Он видит себя босоногим мальчишкой, бредущим по песчаному дну прозрачного ручья. У самого берега трава колышется под напором быстрой воды. С трепетом в сердце он ждет, когда ноги принесут его в черный вход, образованный склонившимися над ручьем деревьями. Там застыл Некто, он ждет его, там произойдет что-то невыносимо страшное, он не знает, что именно и почему он должен идти туда. Но он должен. Ему страшно, он не может перебороть свой страх, приближается к темноте, и его детское сердце бьется в испуге, намереваясь выскочить из груди… Это никогда не кончится. Никогда. Он так и будет брести, приближаясь к темной дыре, ноги его будут переступать в ручье, но он никогда не сможет войти под склонившиеся в трауре ветки… Ни на секунду не остановится, но так и не дойдет до страшной цели…

Он падает в канализацию. Сточные воды, бегущие в коллекторе, подхватывают и несут куда-то в даль, в темную пропасть, не давая остановиться, схватиться руками за какой-нибудь выступ. Это продолжается долго, бесконечно, но все-таки мутный поток выволакивает его к концу пути, к тому месту, где сточные воды вливаются в реку. (Может, в тот самый ручей?) На выходе труба перегорожена тяжелой металлической решеткой. Его швыряет об эту решетку, путь закончен – нет больше движения – ни вперед, ни назад…


Середина пятидесятых. Смерть матери настигла его в семилетнем возрасте. В памяти стерлось все, предшествующее этому… Фотографию матери той поры он потерял. Не может ответить себе на вопрос: какой она была? Остались только последние мгновения… Застывший в предсмертном крике рот обтянутого сизо-желтой кожей скелета…

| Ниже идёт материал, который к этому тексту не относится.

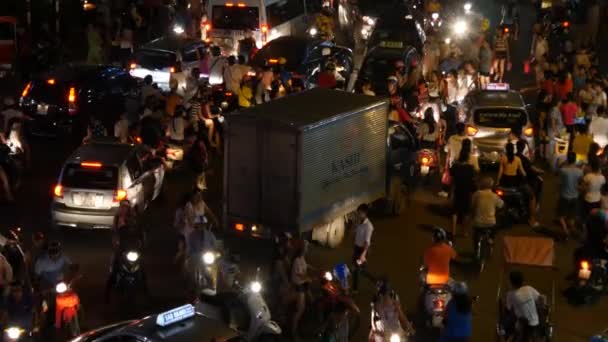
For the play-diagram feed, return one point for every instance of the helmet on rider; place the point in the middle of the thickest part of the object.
(439, 235)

Это видение будет приходить к нему в предутренних снах со строгой периодичностью раз в полгода. Разрытые могилы. Уложенные штабелями на стеллажах мумии. В образе молодой, чудовищно изможденной женщины, лежащей в гробу, он как бы со стороны смотрит на себя. Он видит уходящий мир из могилы, ощущая, как прямо на него летят комья земли. Черная воронка, затягивающая вниз. Темнота. Грязь. Гниение. И бьющаяся в мертвой голове мысль: как там мой мальчик?..

Незадолго до ее кончины отец взял его с собой в Хабаровск. Он не смотрел тогда на нее в больнице. Она стала страшной, и он не мог больше любить ее. Прятал глаза. Боялся разоблачить, показать, что видит ее притворство, ее тщетные усилия оставаться здесь… Он убежал. Ничего не запомнил.

В его памяти запечатлелась другая картина – вдоль Амурского бульвара у деревянных навесов рынка, возле ларьков, киосков, лачуг до самого железнодорожного вокзала ряды нищих – безногие обрубки, безглазые чудовища, безрукие монстры – защитники Родины. Герои отгремевшей десять лет назад войны. Их худые тела прикрывают выцветшие до пыли лохмотья. Передвигаются обрубки на деревянных самокатах, отталкиваясь вбитыми в деревяшки гвоздями…

Ранним утром, когда солнце еще раздумывает подниматься, он видит крестный ход. Серые тени ползут по улице к насиженным местам… Карлики прыгают на самокатах в конце этой мертвой процессии…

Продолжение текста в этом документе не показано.